Ready to be happier, healthier, and wiser? Crank up your favorite song and tune in to the health benefits of music.
- Put you in a good mood
- Slow your heart rate
- Boost your memory
If your answers are A, B, C, and more, you’re in sync with emerging science that continues to uncover powerful ways that listening to music (and singing in the shower!) can improve your well-being. “Music is good for the body in so many ways,” says Lisa Kynvi, MA, MT-BC, LMHC, a music therapist with Care Dimensions in Danvers, Massachusetts. “Just think about how you respond to a favorite song after you’ve had a difficult day, or how certain songs motivate you to get up and dance or go and workout. What you’re experiencing is more than an emotional response; the music is triggering key areas in your brain that set off a chain of events that do have real health impacts.”

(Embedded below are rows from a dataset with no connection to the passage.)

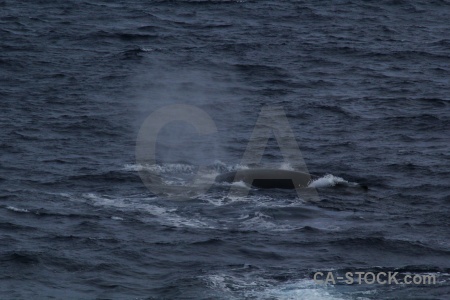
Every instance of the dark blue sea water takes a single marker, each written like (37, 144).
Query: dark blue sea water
(365, 86)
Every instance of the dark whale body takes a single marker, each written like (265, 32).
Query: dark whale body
(268, 178)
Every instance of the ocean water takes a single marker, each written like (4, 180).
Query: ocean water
(364, 86)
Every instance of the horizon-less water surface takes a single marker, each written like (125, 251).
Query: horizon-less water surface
(364, 85)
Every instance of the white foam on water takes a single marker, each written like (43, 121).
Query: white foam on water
(12, 208)
(328, 180)
(161, 168)
(232, 287)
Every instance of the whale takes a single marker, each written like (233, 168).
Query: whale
(275, 179)
(268, 178)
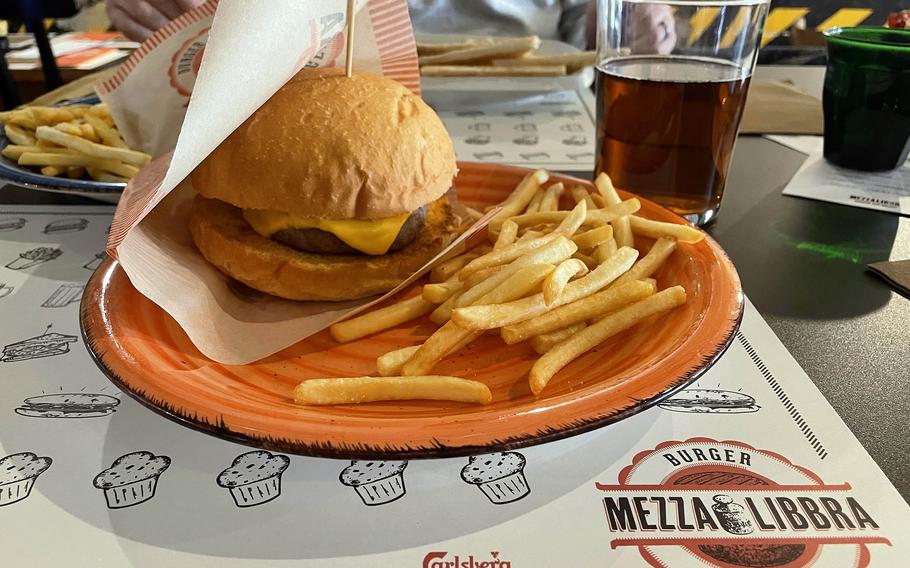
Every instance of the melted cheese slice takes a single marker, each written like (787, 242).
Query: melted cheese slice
(369, 237)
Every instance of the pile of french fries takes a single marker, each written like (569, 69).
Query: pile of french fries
(497, 57)
(76, 141)
(563, 280)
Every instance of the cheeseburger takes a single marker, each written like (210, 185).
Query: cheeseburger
(335, 189)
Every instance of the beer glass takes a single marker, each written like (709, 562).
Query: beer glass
(672, 78)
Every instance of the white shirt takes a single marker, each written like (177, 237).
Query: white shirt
(551, 19)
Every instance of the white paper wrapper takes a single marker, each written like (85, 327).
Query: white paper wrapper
(178, 97)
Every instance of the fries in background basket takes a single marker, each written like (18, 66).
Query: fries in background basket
(556, 278)
(498, 57)
(77, 141)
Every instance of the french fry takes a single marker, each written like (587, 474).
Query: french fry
(621, 230)
(53, 171)
(550, 200)
(75, 172)
(50, 116)
(660, 251)
(491, 71)
(483, 317)
(605, 250)
(439, 292)
(443, 313)
(581, 310)
(504, 255)
(593, 238)
(378, 320)
(77, 160)
(657, 229)
(445, 270)
(444, 339)
(501, 49)
(390, 364)
(101, 175)
(108, 135)
(520, 197)
(557, 280)
(569, 349)
(534, 205)
(355, 390)
(581, 194)
(437, 48)
(18, 135)
(545, 341)
(601, 216)
(572, 61)
(573, 221)
(13, 151)
(90, 148)
(19, 117)
(553, 252)
(507, 235)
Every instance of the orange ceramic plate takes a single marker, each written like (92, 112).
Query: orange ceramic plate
(147, 355)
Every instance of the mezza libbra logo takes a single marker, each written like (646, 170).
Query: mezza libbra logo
(703, 502)
(185, 63)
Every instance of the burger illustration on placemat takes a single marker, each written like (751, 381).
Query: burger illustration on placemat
(131, 479)
(18, 473)
(376, 482)
(254, 478)
(710, 401)
(499, 475)
(68, 405)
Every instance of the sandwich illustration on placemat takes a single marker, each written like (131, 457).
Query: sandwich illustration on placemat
(65, 294)
(33, 257)
(45, 345)
(65, 226)
(710, 401)
(68, 405)
(11, 224)
(254, 478)
(376, 482)
(499, 475)
(131, 479)
(18, 473)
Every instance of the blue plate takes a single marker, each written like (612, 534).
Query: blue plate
(13, 173)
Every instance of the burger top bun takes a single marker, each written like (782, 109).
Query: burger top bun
(333, 147)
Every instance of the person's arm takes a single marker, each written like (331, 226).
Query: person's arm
(138, 19)
(572, 22)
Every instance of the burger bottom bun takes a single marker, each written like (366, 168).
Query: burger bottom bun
(226, 240)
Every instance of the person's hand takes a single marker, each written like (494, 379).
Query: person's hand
(138, 19)
(654, 28)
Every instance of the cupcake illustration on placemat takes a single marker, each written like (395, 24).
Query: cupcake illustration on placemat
(500, 476)
(18, 473)
(131, 479)
(254, 477)
(376, 482)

Here Are a Few Key Ways Music Can Boost Your Health:
Music can help ease pain and relieve stress
Through her work, Kynvi has seen firsthand how listening to music can help people better manage physical pain and stress. “When the music starts,” she says, “the body relaxes, breathing and heart rate slow down, and this sense of calm takes over. It’s a non-pharmaceutical way to promote healing.”
Researchers aren’t exactly sure what happens within the body, but believe music signals the brain to release dopamine, a neurotransmitter that plays a role in controlling the brain’s reward center. Different studies looking at the effects of listening to music as a means of reducing pain have found strong connections. In one study of people living with fibromyalgia, for example, the group assigned to listen to tunes that were slower than 120 beats per minute every day for four weeks reported experiencing less pain than the group assigned pink noise (which is akin to ocean waves). Similarly, another study found that when patients listened to music of their choosing beginning the night before scheduled surgery and for the next two days, they reported “significantly less pain” than a control group.

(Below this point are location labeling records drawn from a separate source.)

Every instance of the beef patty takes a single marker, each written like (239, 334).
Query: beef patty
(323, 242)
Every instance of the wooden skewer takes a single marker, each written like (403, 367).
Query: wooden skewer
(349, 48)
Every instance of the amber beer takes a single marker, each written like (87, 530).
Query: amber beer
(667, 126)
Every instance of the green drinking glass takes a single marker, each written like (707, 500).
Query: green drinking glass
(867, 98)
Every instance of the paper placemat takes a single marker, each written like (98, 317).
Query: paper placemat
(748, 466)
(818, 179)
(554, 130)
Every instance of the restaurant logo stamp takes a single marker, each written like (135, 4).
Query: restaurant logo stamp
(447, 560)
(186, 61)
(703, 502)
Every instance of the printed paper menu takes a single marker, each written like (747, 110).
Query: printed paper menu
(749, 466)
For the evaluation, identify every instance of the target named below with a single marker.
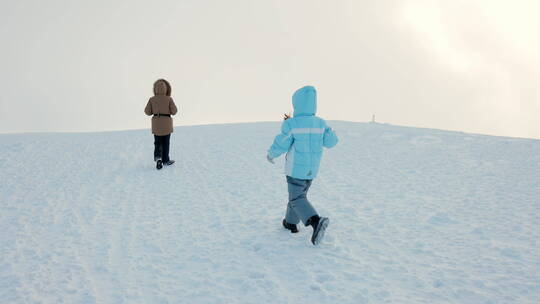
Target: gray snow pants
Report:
(298, 208)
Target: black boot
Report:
(290, 227)
(319, 225)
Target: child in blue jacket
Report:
(303, 137)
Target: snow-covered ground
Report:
(417, 216)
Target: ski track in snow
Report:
(417, 216)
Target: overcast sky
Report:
(470, 66)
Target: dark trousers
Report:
(161, 147)
(298, 208)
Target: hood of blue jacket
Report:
(305, 101)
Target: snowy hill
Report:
(417, 216)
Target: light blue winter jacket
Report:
(303, 137)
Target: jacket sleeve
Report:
(330, 138)
(282, 142)
(148, 109)
(172, 107)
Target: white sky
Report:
(470, 65)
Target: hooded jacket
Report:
(161, 103)
(303, 137)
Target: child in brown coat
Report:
(161, 106)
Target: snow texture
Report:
(417, 216)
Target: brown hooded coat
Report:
(161, 103)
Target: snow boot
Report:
(319, 225)
(290, 227)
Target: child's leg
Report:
(165, 148)
(157, 147)
(299, 205)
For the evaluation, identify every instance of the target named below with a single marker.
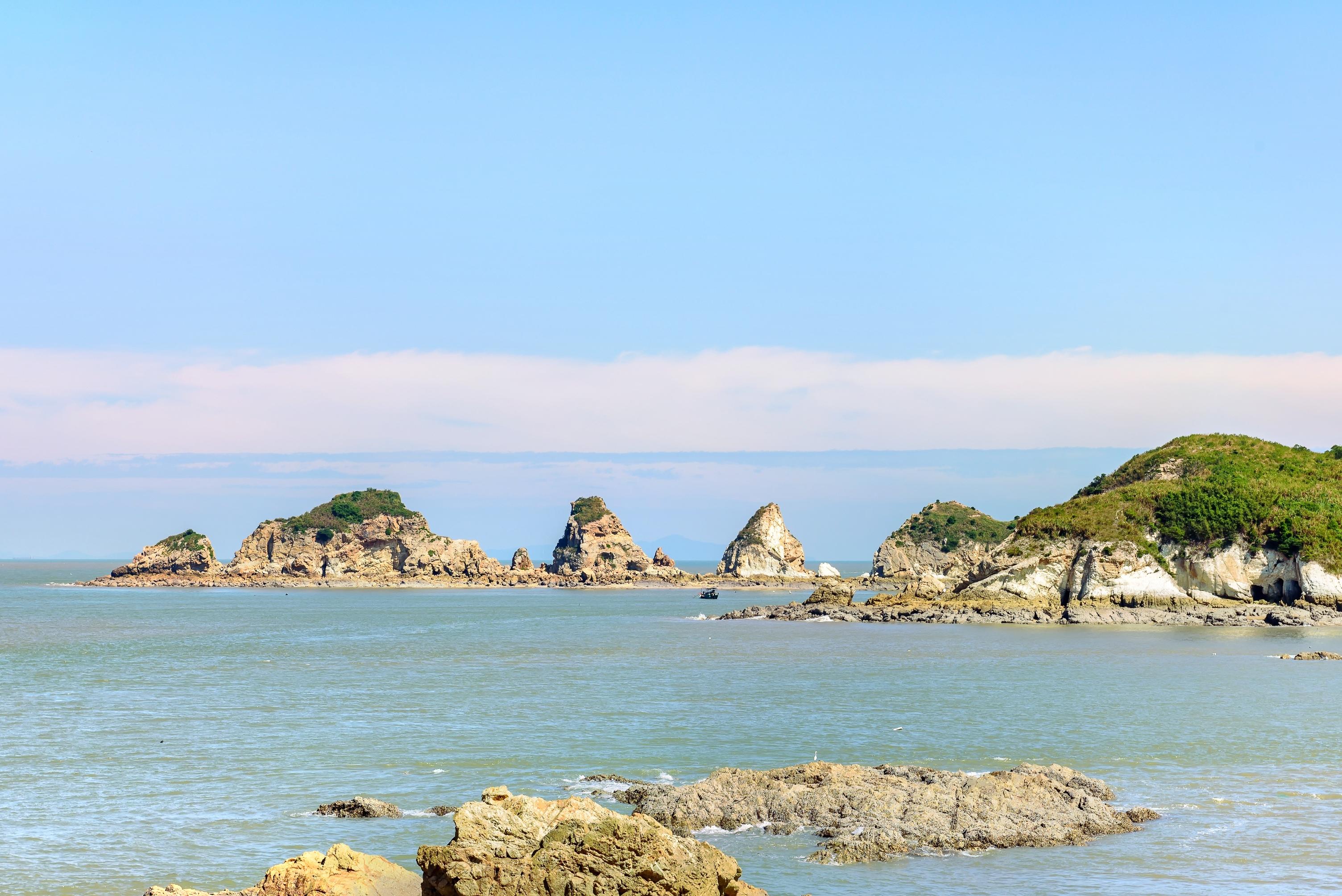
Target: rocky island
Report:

Music can help you beat loneliness
Barbara Carlsen has been directing the Kountze Memorial Lutheran Church choir in Omaha for more than 16 years, and in that time, she’s found that group singing has helped members form strong bonds. “In each choir,” she says, “I’ve had people in their 20s through their 80s; I even had one gal who sang with us until she was 97 — she lived to be 102. Socially, music is a great way for the older folks to connect with each other and with younger people.”
Carlsen’s choir is on to something: 43 percent of people over age 60 report feelings of loneliness, according to a University of San Francisco study. Chronic loneliness has been linked to many health problems, including an increased risk of developing dementia, depression, and high blood pressure.
Music can help support memory function
In work settings, some people can maintain focus with music going in the background, while others function better in silence. But when researchers wanted to see if music had any impact on memory powers, they uncovered some hopeful signs pointing to “Yes.” Want to learn a new language? One recent study found that singing phrases in the unfamiliar language can help people remember the new words. Another study that asked participants recovering from a stroke to either listen to music of their choosing every day, put on an audiobook, or follow only their medical treatment plan found that six months down the road, the music group showed greater gains in verbal memory and the ability to focus, compared to the other groups.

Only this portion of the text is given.